Facebook COO Sheryl Sandberg, Steven Spielberg and Calvin Klein named in money laundering scheme complaint that exposes Hillary Clinton corruption
Lance D Johnson
May 02, 2018
Current campaign finance laws prohibit individuals from contributing more than $2,700 to a single candidate or political action committee during an election. These laws, sustained by the Supreme Court, are meant to preserve fairness, curb corruption, and prevent the richest from controlling and influencing an election.
These federal campaign laws did not stop over one thousand Democrat donors from contributing nearly $400,000 each to Hillary Rodham Clinton during the 2016 election. Big name donors including Facebook COO Sheryl Sandberg, filmmaker Steven Spielberg, and designer Calvin Klein are implicated in a money laundering scheme that deceptively funneled more than $84 million to the Hillary Clinton campaign.
A formal complaint was filed with the Federal Election Commission (FEC) in December 2017. It is based on data readily available to the public and draws from FEC reports filed by Democrats, memos authored by Clinton’s campaign manager, and public statements from DNC chairwoman Donna Brazile and other Democrat state and national party officials.
The money laundering scheme was carried out covertly by the cunning operatives who ran the Hillary Victory Fund (HVF). This group found a way to subvert the law by dubbing itself a “joint fundraising committee” that supported the DNC and 32 state party committees. Under this guise, the HVF coordinated extravagant fundraisers that solicited up to $356,100 each from wealthy donors.
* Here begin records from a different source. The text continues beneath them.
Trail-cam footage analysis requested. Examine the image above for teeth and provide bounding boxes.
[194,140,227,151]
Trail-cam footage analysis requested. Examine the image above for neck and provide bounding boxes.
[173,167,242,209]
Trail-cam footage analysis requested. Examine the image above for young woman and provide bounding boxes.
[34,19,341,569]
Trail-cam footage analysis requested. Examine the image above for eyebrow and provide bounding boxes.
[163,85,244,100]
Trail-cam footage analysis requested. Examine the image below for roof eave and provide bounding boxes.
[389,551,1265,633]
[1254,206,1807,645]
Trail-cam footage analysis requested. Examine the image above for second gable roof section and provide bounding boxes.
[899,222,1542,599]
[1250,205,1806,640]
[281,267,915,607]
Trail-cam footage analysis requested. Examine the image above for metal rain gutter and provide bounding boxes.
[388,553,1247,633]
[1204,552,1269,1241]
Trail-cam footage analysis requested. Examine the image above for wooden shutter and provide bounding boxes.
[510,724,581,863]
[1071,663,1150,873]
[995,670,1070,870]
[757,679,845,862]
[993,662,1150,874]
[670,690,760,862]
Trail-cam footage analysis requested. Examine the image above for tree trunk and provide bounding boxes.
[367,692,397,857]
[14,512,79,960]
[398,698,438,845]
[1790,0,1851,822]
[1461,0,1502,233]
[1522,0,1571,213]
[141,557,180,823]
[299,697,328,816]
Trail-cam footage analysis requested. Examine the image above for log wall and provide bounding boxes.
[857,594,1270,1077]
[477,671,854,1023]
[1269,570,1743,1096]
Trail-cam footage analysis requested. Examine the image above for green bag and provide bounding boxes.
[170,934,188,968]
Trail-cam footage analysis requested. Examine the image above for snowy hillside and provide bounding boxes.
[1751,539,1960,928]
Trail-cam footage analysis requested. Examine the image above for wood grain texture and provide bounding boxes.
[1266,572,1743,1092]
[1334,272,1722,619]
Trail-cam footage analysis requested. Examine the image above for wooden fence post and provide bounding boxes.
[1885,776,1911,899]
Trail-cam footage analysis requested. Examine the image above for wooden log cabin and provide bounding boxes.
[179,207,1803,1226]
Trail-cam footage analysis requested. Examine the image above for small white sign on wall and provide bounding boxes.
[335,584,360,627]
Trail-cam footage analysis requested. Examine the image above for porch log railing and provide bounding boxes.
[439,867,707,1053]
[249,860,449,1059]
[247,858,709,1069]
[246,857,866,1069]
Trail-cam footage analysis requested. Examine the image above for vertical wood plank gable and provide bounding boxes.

Under the HVF, wealthy Democrat donors contributed over 130 times the legal contribution limit allowed by federal law. These staunch Clinton supporters were able to make larger donations to the HVF because the funds were supposedly raised to support multiple Democratic candidates across the board. However, most of the money collected by the HVF through these networks was quickly sent to the Hillary Clinton campaign. The HVF allowed the wealthiest democratic donors a way to maximize their permissible contribution through this money laundering scheme.
After the money was transferred back and forth between different committees, it eventually found its way back to its intended target: the Clinton campaign.